There are many YC companies that have a unique customer insight and simply have the passion + technical know-how to bring a solution to market. The variance in these startups is probably higher since the founders cannot quickly get customers based on their background, so many companies will die quickly
But it's definitely possible to succeed without credentials or a name-brand company. I think these founders succeed because they are willing to explore problems or customers that are not frequently served (e.g. software for lawyers or insurance, instead of a personal finance app).
Hey Rahul
I know you have a bunch of courses that show how one can climb up the ladder quickly but those are for senior roles and in standard companies where they have designations for promotions.
In my situation, as a junior engineer with about an year of full time experience, there is no scope for a promotion in a series A startup. I can probably ask for more responsibilities as an individual contributor but that's about it.
Are there any video or Q/A sessions that you'd recommend me to checkout to climb up the ladder quickly?
I know Alex is working on a course for this but I think it'll take about 2 more months before it comes out.
Thanks!
Are there any video or Q/A sessions that you'd recommend me to checkout to climb up the ladder quickly?
The big level up lever here is code quality. While quality is less important at a startup, it still matters (code quality always matters). It's also more impressive to have both high quality and high velocity in a startup as they aren't expecting the quality (so it's a very pleasant surprise). Check out the course here: [Course] Level Up Your Code Quality As A Software Engineer
After that, I recommend the mid-level to senior course: [Course] Grow From Mid-Level To Senior Engineer: L4 To L5
The parts about mindset (like "The Goggles" lesson) are particularly important as you have more freedom to be proactive and take initiative at a startup.
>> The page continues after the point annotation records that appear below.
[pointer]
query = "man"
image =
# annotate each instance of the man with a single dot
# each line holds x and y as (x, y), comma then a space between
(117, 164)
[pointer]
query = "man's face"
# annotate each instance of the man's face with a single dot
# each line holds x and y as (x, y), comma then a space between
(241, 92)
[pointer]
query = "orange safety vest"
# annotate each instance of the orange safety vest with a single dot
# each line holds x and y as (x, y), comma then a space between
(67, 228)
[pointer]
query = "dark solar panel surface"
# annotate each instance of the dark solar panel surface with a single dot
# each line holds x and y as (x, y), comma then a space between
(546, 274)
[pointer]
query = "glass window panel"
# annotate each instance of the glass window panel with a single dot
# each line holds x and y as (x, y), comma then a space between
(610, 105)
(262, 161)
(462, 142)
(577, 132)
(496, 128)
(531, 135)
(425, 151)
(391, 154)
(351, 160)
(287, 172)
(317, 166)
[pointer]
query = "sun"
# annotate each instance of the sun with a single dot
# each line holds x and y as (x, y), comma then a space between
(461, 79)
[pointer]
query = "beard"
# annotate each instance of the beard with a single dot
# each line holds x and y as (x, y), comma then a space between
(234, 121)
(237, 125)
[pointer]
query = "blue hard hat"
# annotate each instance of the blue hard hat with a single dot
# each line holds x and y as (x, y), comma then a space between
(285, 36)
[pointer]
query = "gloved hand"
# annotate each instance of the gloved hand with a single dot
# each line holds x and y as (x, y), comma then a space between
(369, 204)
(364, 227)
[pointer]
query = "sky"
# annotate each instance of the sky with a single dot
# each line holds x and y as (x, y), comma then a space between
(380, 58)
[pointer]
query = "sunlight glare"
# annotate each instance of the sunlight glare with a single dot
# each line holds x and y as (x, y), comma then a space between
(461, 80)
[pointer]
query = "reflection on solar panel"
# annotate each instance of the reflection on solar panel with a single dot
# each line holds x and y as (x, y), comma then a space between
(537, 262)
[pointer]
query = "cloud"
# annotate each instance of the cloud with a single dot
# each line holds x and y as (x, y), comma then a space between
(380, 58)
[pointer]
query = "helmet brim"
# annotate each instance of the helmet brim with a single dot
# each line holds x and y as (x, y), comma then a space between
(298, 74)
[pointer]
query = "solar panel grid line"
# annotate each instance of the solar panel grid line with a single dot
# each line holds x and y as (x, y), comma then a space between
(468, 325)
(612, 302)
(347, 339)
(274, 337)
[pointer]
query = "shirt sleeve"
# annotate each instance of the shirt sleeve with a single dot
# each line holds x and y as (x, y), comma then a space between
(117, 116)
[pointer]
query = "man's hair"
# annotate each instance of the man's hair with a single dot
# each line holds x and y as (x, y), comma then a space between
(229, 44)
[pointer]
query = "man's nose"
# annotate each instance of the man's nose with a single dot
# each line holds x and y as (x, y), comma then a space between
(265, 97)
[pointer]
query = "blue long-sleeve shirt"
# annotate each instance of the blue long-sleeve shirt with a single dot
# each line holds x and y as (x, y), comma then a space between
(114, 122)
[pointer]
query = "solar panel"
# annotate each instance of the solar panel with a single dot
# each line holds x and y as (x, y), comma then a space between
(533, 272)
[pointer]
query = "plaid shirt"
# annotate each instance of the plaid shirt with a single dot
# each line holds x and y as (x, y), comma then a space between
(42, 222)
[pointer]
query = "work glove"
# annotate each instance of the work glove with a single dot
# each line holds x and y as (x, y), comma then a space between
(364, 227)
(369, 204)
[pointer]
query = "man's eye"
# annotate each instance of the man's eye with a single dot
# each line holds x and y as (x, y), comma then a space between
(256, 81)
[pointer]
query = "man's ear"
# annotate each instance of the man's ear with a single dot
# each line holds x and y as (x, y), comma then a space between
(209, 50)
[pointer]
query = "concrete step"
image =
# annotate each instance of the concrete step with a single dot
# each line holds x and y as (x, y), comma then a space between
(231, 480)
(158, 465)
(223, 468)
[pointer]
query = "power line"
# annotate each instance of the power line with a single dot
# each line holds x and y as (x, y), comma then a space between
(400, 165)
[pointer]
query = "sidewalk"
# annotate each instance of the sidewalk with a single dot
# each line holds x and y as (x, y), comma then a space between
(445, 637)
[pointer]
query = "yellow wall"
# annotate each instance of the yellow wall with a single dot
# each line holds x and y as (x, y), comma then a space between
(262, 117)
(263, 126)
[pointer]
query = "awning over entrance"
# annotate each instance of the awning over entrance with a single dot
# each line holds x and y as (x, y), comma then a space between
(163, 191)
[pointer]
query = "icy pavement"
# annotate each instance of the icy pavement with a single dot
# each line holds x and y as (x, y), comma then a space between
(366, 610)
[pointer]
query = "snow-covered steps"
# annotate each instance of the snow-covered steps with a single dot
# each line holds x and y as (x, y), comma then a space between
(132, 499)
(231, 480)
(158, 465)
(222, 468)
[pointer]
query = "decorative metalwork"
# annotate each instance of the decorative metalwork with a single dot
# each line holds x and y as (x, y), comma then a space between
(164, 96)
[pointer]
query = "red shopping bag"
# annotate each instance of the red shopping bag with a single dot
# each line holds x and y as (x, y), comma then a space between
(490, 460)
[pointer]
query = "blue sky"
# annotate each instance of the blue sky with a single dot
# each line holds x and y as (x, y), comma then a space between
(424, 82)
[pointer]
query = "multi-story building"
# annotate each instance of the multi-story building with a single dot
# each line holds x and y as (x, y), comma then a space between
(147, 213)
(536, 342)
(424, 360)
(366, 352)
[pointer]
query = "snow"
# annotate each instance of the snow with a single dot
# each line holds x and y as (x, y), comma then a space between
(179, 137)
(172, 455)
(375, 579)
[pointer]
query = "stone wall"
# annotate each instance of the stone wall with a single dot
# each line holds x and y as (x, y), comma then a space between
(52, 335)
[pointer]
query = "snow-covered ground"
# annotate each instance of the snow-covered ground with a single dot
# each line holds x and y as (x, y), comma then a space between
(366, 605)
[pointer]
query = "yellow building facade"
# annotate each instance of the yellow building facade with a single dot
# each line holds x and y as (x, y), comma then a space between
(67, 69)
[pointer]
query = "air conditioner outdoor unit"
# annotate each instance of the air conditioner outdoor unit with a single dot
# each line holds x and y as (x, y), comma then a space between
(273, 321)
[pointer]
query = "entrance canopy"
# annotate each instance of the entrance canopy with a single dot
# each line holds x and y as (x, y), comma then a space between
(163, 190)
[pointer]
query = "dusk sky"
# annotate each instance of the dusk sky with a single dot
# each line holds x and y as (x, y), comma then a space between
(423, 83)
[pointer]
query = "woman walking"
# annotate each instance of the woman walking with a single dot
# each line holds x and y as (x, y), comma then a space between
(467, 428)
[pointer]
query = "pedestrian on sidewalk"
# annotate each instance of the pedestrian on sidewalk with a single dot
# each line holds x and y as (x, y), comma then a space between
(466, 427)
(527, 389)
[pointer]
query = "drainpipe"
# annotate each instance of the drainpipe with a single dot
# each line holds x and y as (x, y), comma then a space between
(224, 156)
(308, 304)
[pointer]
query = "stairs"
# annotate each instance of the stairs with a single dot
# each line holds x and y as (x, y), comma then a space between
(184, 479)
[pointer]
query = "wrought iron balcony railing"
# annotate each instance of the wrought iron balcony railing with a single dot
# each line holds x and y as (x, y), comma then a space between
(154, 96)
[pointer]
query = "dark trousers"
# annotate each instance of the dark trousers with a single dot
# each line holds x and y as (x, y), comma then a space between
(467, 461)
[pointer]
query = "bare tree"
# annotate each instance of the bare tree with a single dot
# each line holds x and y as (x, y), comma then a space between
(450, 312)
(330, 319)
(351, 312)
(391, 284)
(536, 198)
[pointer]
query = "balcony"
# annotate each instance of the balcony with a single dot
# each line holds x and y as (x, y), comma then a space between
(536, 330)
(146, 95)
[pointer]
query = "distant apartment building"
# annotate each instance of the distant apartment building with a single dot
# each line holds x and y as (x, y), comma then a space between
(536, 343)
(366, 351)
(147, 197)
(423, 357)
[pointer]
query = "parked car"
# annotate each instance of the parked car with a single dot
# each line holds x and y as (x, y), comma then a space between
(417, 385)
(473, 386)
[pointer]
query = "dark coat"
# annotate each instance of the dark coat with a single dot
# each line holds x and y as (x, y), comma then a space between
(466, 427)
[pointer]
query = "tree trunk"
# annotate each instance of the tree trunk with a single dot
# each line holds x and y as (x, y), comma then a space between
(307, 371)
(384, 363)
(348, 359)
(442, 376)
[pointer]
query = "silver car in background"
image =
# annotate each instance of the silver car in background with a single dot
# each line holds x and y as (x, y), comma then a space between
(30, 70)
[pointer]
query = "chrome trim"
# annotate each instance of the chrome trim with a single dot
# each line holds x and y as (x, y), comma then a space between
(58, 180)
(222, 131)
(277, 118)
Early-stage startups often don't have formal levels, so you can't concretely climb up the ladder. However, that's not important as what's truly matters is your personal growth and skill development. If you are genuinely becoming 50% better year over year, your pay/level will be a lagging indicator and you will eventually have a fancy senior title making tons of money. While startups are much worse at formally recognizing growth via levels/promotions compared to something like FAANG, it can be much better on the growth front as startups engineers shouldn't be drowning in a sea of bureaucracy and politics.